US 12,366,925 B2
Robustifying radar-based gesture recognition solution using contextual information
Vutha Va, Plano, TX (US); Priyabrata Parida, Dallas, TX (US); Saifeng Ni, Santa Clara, CA (US); Anum Ali, Frisco, TX (US); and Boon Loong Ng, Plano, TX (US)
Assigned to Samsung Electronics Co., Ltd., Suwon-si (KR)
Filed by Samsung Electronics Co., Ltd., Suwon-si (KR)
Filed on Jan. 16, 2024, as Appl. No. 18/414,200.
Claims priority of provisional application 63/523,474, filed on Jun. 27, 2023.
Prior Publication US 2025/0004561 A1, Jan. 2, 2025
Int. Cl. G06F 3/01 (2006.01); G01S 7/41 (2006.01)

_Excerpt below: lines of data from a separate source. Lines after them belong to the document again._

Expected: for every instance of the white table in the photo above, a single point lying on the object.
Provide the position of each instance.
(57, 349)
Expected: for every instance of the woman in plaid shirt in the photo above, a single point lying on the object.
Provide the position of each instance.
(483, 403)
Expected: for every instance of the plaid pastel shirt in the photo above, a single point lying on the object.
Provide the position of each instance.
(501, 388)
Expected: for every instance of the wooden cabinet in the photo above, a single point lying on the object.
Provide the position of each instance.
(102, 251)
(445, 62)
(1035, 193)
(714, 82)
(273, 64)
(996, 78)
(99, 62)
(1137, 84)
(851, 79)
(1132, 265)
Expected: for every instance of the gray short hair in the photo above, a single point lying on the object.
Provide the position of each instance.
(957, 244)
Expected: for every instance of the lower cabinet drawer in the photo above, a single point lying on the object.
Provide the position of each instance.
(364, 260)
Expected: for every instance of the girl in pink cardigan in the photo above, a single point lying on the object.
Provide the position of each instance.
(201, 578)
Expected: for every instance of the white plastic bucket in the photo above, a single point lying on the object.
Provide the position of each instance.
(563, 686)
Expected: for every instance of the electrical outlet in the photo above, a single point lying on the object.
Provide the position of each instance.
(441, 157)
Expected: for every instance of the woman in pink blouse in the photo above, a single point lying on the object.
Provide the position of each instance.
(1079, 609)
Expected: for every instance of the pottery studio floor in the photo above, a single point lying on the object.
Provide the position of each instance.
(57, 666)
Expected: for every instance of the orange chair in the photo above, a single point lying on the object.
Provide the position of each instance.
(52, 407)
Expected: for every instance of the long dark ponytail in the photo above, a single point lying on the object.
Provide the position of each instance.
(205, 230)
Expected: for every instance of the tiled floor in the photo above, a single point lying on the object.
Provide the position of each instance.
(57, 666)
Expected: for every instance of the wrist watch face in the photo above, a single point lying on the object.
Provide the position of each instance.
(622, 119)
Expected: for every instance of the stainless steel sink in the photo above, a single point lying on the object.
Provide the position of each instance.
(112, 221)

CPC G06F 3/017 (2013.01) [G01S 7/415 (2013.01); G06F 3/011 (2013.01)] 20 Claims
OG exemplary drawing
 
1. A method comprising:
obtaining a gesture sample via a gesture classifier and a prediction output from the gesture classifier indicating a type of gesture that the gesture classifier associated with the gesture sample, wherein the gesture sample includes parameters of features extracted from radar signals based on user motion in performance of a gesture;
determining whether to obtain feedback for a target gesture associated with the gesture sample and the prediction output;
in response to a determination to obtain the feedback, obtaining the feedback for the target gesture, the feedback including a label indicating a type of gesture;
determining whether the gesture sample associated with the label is valid based on comparison to a dataset of pre-existing validated gesture samples and a distance threshold; and
in response to determining that the gesture sample associated with the label is valid, determining whether to update a model for the gesture classifier using the validated gesture sample as a training sample.